In Zukunft lassen sich digitale Helfer nicht mehr wegdenken

Smart Watches, Apps und Chatbots: Worauf es ankommen wird

Digitale Tools sollen eine Lücke füllen, die seit Jahren größer wird: zu wenig Therapieplätze, zu viele Menschen mit psychischen Erkrankungen, zu viel Zeit zwischen den Sitzungen. Doch Apps, Wearables und Sprachmodelle unterscheiden sich untereinander in Funktion, Nutzen und Risiko grundlegend. Max-Planck-Institute forschen deshalb nicht nur an neuen Anwendungen, sondern an Kriterien: Was wirkt und was ist sicher?

Auf den Punkt gebracht

Chatbot gegen Einsamkeit: Um den Elderbot zu nutzen, brauchen die Studienteilnehmenden keine digitalen Vorkenntnisse, kein eigenes Handy und keine App – sie müssen einfach nur sprechen. Im Bild: Forscher Rodrigo Schettino.  
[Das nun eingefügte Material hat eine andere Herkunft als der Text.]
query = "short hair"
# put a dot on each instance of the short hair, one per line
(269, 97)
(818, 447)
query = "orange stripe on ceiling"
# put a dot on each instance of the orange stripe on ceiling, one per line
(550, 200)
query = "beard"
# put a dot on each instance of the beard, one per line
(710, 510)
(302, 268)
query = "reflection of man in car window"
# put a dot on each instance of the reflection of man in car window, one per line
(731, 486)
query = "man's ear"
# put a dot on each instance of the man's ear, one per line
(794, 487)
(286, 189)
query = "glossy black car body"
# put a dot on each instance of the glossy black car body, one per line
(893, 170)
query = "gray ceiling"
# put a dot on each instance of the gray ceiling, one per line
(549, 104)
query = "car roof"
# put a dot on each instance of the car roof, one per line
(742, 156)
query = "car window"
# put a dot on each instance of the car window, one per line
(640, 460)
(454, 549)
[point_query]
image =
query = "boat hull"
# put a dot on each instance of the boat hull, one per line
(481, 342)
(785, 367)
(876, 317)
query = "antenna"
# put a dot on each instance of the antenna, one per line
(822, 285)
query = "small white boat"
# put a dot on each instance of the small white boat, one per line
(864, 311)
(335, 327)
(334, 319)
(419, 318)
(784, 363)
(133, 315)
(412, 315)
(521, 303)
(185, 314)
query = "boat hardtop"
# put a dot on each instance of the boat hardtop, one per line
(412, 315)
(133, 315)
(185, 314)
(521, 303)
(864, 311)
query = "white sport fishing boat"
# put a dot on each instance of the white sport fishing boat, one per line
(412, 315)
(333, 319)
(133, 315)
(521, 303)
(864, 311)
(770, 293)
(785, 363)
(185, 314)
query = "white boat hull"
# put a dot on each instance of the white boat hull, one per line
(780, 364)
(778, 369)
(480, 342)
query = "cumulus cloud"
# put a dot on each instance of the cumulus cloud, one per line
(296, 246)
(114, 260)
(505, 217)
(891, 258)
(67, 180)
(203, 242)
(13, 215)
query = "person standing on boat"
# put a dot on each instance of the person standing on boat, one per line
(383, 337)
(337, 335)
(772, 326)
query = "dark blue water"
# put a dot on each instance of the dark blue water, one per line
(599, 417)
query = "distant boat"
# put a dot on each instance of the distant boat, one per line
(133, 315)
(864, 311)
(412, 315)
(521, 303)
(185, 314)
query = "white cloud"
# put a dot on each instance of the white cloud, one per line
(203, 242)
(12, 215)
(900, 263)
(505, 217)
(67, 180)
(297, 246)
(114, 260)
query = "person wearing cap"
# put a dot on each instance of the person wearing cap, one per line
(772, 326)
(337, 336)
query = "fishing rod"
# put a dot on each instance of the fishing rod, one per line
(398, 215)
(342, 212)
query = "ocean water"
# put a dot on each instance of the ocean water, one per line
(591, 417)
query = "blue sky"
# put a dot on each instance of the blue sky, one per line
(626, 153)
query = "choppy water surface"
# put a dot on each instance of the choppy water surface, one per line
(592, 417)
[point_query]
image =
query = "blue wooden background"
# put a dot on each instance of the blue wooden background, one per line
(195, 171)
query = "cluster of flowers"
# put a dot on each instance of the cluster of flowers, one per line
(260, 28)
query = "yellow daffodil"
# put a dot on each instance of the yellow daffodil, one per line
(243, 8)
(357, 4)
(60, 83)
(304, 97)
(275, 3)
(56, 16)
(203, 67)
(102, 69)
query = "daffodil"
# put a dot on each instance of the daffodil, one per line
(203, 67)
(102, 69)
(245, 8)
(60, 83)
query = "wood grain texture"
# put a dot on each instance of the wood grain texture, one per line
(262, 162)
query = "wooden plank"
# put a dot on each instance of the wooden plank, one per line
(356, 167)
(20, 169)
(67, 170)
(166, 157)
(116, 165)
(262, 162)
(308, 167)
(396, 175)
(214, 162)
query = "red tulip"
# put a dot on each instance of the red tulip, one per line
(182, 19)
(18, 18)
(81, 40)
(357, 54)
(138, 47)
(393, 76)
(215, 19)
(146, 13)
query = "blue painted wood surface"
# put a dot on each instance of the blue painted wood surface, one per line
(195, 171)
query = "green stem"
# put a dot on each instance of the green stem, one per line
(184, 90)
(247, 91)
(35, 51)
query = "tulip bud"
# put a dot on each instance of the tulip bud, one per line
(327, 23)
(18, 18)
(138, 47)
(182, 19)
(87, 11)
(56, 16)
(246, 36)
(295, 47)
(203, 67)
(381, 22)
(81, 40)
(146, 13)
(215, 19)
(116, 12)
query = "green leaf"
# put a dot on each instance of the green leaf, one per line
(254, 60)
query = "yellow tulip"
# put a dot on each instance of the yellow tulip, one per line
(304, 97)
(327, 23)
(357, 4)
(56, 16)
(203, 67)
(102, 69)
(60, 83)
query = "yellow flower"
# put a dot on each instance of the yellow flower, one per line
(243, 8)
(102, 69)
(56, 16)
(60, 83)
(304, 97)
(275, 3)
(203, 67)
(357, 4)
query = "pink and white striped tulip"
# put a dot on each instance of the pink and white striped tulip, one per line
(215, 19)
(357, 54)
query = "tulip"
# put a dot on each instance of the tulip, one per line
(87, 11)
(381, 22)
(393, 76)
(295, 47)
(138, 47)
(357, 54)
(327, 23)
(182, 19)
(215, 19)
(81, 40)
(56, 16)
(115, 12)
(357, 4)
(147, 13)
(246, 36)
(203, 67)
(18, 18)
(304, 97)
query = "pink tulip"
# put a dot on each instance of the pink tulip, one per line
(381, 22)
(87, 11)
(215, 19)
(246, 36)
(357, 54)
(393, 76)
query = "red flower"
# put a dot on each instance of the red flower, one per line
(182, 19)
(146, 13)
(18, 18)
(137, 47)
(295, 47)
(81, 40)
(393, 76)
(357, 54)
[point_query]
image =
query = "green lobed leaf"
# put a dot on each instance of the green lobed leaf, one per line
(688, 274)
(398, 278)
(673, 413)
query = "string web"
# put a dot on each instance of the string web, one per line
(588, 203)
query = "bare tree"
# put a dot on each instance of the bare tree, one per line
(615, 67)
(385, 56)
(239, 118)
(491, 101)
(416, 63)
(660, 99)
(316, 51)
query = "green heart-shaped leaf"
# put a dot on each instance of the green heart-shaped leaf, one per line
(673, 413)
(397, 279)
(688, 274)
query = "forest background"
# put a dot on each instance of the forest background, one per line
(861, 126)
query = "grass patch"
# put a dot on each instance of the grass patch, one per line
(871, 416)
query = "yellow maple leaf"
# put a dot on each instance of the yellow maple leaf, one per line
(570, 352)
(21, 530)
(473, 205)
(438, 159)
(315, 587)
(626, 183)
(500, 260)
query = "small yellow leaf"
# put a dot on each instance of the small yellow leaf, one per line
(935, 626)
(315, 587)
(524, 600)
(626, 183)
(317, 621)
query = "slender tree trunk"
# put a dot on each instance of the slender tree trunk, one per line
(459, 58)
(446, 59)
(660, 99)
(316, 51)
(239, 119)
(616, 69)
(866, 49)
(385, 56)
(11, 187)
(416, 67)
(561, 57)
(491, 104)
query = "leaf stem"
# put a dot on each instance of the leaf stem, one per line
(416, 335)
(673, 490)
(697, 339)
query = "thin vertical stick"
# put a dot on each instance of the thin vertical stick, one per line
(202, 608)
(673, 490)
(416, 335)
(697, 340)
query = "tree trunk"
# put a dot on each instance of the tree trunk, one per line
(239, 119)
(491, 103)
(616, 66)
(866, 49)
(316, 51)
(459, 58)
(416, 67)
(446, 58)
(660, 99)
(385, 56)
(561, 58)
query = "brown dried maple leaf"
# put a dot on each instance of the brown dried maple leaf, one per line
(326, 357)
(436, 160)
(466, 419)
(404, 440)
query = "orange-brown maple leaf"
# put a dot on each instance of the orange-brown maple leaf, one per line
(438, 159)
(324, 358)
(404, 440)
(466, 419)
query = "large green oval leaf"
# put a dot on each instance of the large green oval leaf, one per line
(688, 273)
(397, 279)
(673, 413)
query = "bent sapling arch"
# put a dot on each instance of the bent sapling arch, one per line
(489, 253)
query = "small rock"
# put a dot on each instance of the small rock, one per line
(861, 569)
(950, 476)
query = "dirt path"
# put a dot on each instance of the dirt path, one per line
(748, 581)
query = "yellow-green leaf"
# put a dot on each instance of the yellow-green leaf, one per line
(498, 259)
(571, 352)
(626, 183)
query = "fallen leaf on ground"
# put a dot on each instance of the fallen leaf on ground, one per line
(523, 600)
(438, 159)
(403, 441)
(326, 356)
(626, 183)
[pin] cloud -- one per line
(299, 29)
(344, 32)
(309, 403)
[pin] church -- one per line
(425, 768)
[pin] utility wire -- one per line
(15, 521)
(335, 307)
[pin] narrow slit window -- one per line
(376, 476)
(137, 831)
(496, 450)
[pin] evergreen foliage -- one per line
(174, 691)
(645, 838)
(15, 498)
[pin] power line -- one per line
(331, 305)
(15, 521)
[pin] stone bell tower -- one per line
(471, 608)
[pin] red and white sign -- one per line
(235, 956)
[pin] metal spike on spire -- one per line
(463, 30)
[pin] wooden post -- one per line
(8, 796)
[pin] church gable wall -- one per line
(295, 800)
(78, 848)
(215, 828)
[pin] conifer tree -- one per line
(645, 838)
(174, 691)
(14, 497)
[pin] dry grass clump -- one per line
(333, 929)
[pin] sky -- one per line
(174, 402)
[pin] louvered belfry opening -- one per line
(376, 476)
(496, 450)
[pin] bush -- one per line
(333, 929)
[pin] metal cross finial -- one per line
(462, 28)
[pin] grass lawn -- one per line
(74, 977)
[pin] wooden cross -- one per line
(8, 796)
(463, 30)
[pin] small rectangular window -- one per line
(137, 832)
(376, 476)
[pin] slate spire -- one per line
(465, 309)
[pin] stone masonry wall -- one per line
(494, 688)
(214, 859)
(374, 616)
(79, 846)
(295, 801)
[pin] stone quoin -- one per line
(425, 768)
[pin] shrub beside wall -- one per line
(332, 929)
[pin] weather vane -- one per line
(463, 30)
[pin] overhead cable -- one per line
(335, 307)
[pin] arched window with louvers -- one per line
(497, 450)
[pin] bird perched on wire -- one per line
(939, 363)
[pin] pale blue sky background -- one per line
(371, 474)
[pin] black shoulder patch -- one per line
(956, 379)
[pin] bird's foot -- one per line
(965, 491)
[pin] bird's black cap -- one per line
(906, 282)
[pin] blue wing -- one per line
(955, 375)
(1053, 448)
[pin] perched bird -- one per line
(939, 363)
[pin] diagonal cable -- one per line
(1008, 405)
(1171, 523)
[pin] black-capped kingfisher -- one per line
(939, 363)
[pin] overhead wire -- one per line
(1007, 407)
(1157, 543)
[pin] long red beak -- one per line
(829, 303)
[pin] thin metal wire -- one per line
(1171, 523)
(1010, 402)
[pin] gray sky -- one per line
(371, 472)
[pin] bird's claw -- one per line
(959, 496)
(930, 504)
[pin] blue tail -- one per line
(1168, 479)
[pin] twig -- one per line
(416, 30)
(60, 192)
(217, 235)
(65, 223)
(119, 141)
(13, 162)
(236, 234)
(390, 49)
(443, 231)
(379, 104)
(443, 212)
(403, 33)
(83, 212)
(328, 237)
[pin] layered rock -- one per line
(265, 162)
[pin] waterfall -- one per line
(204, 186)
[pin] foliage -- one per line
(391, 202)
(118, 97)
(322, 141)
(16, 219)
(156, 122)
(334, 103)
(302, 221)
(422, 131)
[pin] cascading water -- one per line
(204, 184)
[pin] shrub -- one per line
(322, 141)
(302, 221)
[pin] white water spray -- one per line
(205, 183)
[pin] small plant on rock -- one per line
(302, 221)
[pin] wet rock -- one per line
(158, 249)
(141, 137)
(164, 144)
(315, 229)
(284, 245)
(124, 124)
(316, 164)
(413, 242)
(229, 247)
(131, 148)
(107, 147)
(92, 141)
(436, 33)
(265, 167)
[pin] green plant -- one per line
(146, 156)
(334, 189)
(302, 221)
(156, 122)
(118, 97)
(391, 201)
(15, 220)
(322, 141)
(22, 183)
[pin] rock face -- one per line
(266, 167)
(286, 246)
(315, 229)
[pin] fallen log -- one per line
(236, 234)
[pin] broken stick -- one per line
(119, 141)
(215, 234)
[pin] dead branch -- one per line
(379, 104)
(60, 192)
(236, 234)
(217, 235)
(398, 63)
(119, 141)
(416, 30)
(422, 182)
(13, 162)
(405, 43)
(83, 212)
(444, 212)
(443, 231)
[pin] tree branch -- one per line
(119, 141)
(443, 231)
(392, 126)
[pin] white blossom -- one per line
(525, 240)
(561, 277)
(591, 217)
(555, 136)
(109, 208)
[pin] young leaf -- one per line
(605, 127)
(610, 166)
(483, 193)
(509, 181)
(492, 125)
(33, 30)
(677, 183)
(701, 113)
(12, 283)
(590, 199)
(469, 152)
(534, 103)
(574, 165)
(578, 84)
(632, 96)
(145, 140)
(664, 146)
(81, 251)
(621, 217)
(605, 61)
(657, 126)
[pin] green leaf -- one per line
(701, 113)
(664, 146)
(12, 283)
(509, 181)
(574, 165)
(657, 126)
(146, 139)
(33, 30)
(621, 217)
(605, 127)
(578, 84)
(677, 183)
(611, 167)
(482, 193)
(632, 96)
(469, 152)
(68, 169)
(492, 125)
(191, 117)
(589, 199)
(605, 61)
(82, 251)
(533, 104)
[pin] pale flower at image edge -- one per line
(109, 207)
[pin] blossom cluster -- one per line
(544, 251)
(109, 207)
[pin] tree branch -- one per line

© MPI für Bildungsforschung
Chatbot gegen Einsamkeit: Um den Elderbot zu nutzen, brauchen die Studienteilnehmenden keine digitalen Vorkenntnisse, kein eigenes Handy und keine App – sie müssen einfach nur sprechen. Im Bild: Forscher Rodrigo Schettino.  
© MPI für Bildungsforschung
  • Digitale Anwendungen können die psychotherapeutische Versorgung nicht ersetzen, wohl aber strukturelle Lücken überbrücken – etwa Wartezeiten, Therapiepausen oder den Alltag zwischen Sitzungen. Ihre Wirkung ist bislang je nach System, Zielgruppe und Einsatzkontext sehr unterschiedlich belegt.
  • Dialogbasierte KI-Systeme, Chatbots, werden von Nutzerinnen und Nutzern teilweise als Gesprächspartner erlebt, obwohl sie keine Empathie besitzen, keine diagnostische Verantwortung tragen und auf Wahrscheinlichkeitsberechnungen beruhen.
  • Entscheidend für den Nutzen digitaler Helfer ist daher nicht ihre technische Leistungsfähig­keit, sondern der Rahmen ihres Einsatzes: transparente Entwicklung, überprüfbare Evidenz und klinische Einbindung.